Governor Jerry Brown signed into law a bill that mandates the California Department of Education provide media literacy resources on its website, to help teachers and students navigate information on the internet. Proposer Bill Dodd based his efforts on the Stanford University study in 2016, Evaluating Information: The Cornerstone of Civic Online Reasoning. This study showed that 80 percent of middle school students didn’t recognize an ad that was masquerading as a news story despite it being labeled “sponsored content.” The study also found that high school students had trouble telling the difference between the real Fox News Facebook site and a fake account mimicking the conservative news outlet.
Originally Dodd’s bill suggested a media literacy curriculum for students, but lawmakers didn’t want to appropriate the funds. Dodd said he realized then that he was going to have to dial his ambitions back a bit, to a set of recommendations endorsed by the state. Senate Bill 830, coauthored by a bipartisan group of legislators requires the state Department of Education website to list instructional materials and resources on analyzing and evaluating media, including professional development programs for teachers, by July 2019. Resources for teachers’ voluntary use should address, but not be limited to, the instruction of students in how to:
a) Safely and responsibly use and consume media,
b) Access relevant and accurate information through media,
c) Analyze media content in a critical way, and
d) Evaluate the comprehensiveness, currency, relevance, credibility, authority, and accuracy of media content.
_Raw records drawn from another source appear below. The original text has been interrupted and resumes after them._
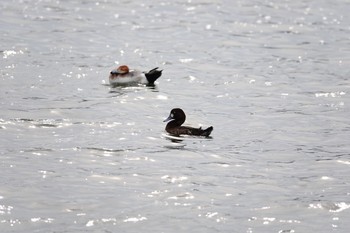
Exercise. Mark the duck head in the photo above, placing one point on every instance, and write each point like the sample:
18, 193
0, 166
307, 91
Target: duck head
178, 115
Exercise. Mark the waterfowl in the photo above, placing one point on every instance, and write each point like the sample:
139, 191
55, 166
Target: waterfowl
122, 75
176, 118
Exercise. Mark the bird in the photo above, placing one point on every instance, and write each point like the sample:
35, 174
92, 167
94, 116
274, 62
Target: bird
123, 75
174, 127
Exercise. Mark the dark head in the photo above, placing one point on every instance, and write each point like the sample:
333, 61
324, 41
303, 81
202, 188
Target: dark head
178, 115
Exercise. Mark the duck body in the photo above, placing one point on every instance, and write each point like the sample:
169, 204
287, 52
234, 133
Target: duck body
176, 118
122, 75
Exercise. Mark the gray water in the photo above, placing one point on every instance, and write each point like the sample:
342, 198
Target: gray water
272, 77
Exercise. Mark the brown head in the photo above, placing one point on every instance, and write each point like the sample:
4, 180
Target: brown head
123, 69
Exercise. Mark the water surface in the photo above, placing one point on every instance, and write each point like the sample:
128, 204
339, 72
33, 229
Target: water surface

The model curriculum and resources may be designed to promote the development of students’ skills in:
a) Creativity and innovation,
b) Communication and collaboration,
c) Research and information fluency,
d) Critical thinking and problem-solving,
e) Digital citizenship,
f) Technology operations and concepts,
g) Information, media, and technological literacy, and
h) Concepts of media representation and stereotyping.
Donald Barclay, deputy librarian at the University of California-Merced, who published the book Fake News, Propaganda, and Plain Old Lies: How to Find Trustworthy Information in the Digital Age said that he believes the new California media literacy law is “a modest first step in the right direction.” Like Dodd, Barclay said he’d like to see more media and information literacy instruction in K-12 school curriculum, although he expressed reservations about letting lawmakers take charge of that. (VOA News)
Connecticut, Rhode Island, New Mexico, and Washington state have also passed legislation on media literacy instruction in schools. Several others are considering it.